Posted in GRAND PRIX SHIZUOKA 2015 on January 10, 2015

By Frank Karsten

Earlier today, I caught a glimpse of Shota Yasooka’s five-rare five-color Sealed Deck, and I wanted to see it in action. Would his high card quality hold up, despite a relatively weak mana base?

The Players

Yasooka is an 18-time Grand Prix Top 8 competitor with a Player of the Year title and a Pro Tour trophy to his name. Shinichi Ueno has no big finishes to his name yet, but just like Yasooka, he is sitting at a 4-0 record so far.

The Decks

As mentioned, Yasooka has a five-color deck with a ton of good rares: Sagu Mauler, Rattleclaw Mystic, Duneblast, Savage Knuckleblade, and Butcher of the Horde. But this format is not just about the rares---mana consistency is also a hugely important factor. Yasooka dealt with that by building a base green-black deck with a lot of Forests and Swamps, effectively splashing most of his bomb rares. This way, his deck would operate even if he couldn’t draw all of his colors early on. He also included two Banners. “I like Banners in Sealed Deck,” he said, echoing an opinion held by many Japanese players. They are not ideal in a format where you often want to play a morph on turn three, but being able to consistently cast your cards is even more important.


Yasooka trying to figure out his mana base during the deck building portion.

Meanwhile, Shinichi Ueno built an Esper deck. It’s not a usual color combination because it’s not one of the Khans of Tarkir clans, but sometimes the best cards in your pool are spread amongst three colors that don’t form a clan.

Game 1

After the opening salvos of morph exchanges and removal spells, the game turned into a board stall. With the help of Feat of Resistance and Efreet Weaponmaster, Yasooka was able to maneuver himself into a more favorable board state, although there was still a Riverwheel Aerialists on both sides of the board.

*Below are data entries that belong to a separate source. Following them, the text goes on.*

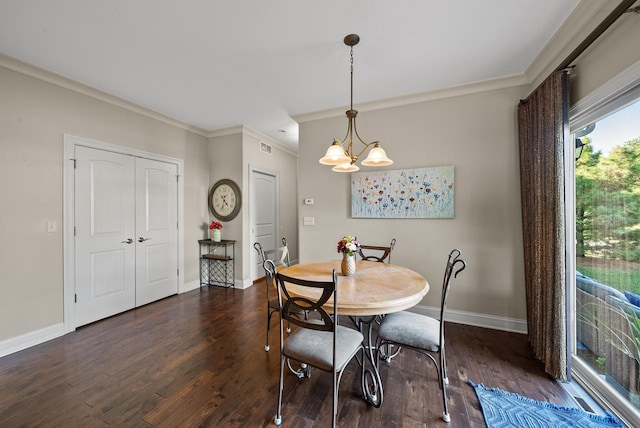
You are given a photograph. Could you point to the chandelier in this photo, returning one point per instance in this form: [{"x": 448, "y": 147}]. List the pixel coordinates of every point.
[{"x": 344, "y": 159}]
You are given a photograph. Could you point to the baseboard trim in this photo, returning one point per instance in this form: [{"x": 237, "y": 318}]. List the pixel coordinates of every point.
[
  {"x": 30, "y": 339},
  {"x": 189, "y": 286},
  {"x": 479, "y": 320},
  {"x": 37, "y": 337}
]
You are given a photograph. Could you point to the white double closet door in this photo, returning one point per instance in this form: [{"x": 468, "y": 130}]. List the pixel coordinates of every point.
[{"x": 126, "y": 232}]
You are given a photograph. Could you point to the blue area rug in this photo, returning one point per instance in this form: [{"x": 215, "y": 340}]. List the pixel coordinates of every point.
[{"x": 506, "y": 409}]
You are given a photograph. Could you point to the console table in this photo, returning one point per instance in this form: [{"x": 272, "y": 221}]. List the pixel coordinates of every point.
[{"x": 217, "y": 262}]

Both 4/5 flyers were towering over the battlefield, making attacking difficult for either player. Yasooka solved the conundrum with a Windstorm for X=5. This killed his opponent’s 4/5 flyer, but left his own copy alive due to prowess. Afterwards, Yasooka unmorphed Abomination of Gudul, which had survived the Windstorm as a morph. “I like Windstorm maindeck, but only in Sealed,” Yasooka told me after the match.


Shota Yasooka (left) and Shinichi Ueno (right), with head judge Kevin Desprez keeping a watchful eye in the middle.

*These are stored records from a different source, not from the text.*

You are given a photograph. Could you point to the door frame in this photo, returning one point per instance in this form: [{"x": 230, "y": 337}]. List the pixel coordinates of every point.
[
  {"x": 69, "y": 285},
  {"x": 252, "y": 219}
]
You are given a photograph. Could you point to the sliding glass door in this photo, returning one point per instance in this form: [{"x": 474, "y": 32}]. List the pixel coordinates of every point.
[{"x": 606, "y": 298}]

Ueno fought back with End Hostilities, evening out the match, but Yasooka had a perfect reply on the next turn: Savage Knuckleblade. It was a Constructed-worthy exchange. With 10 mana at his disposal, Yasooka was able to attack, bounce it, and replay it as a blocker. It didn’t take long for Savage Knuckleblade to take over the match.

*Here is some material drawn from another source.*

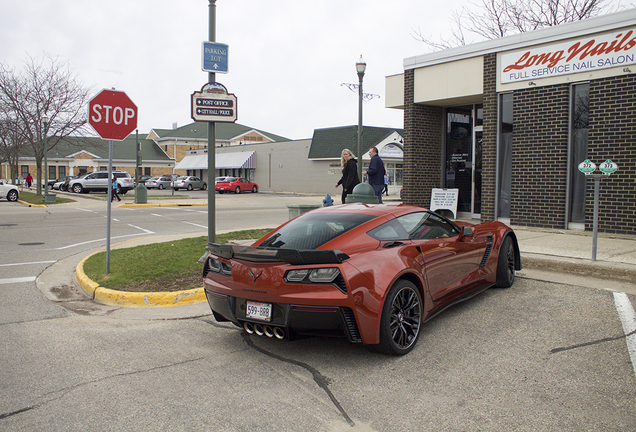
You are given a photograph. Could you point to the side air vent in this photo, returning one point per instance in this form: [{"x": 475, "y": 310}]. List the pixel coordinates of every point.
[
  {"x": 484, "y": 260},
  {"x": 352, "y": 325}
]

Shota Yasooka 1 - Shinichi Ueno 0

Game 2

Yasooka used Rattleclaw Mystic to ramp into Riverwheel Aerialists on turn five. A while later, he had a huge turn: Abzan Banner into Rakshasa’s Secret and Kin-Tree Invocation. The result was a big Riverwheel Aerialists and, even better, an 8/8 token. You know, when Yasooka told me that he liked Banners, I thought that he was mainly interested in them for their mana fixing. But it’s great to see that Banners allow for other sweet plays as well.

A while later, Butcher of the Horde came down on Yasooka’s side of the board as well. You know, the usual green spell into blue spell into Mardu card. Although Ueno tried to fight back with blockers and removal spells, Yasooka had already cast too many high-impact cards for him to deal with.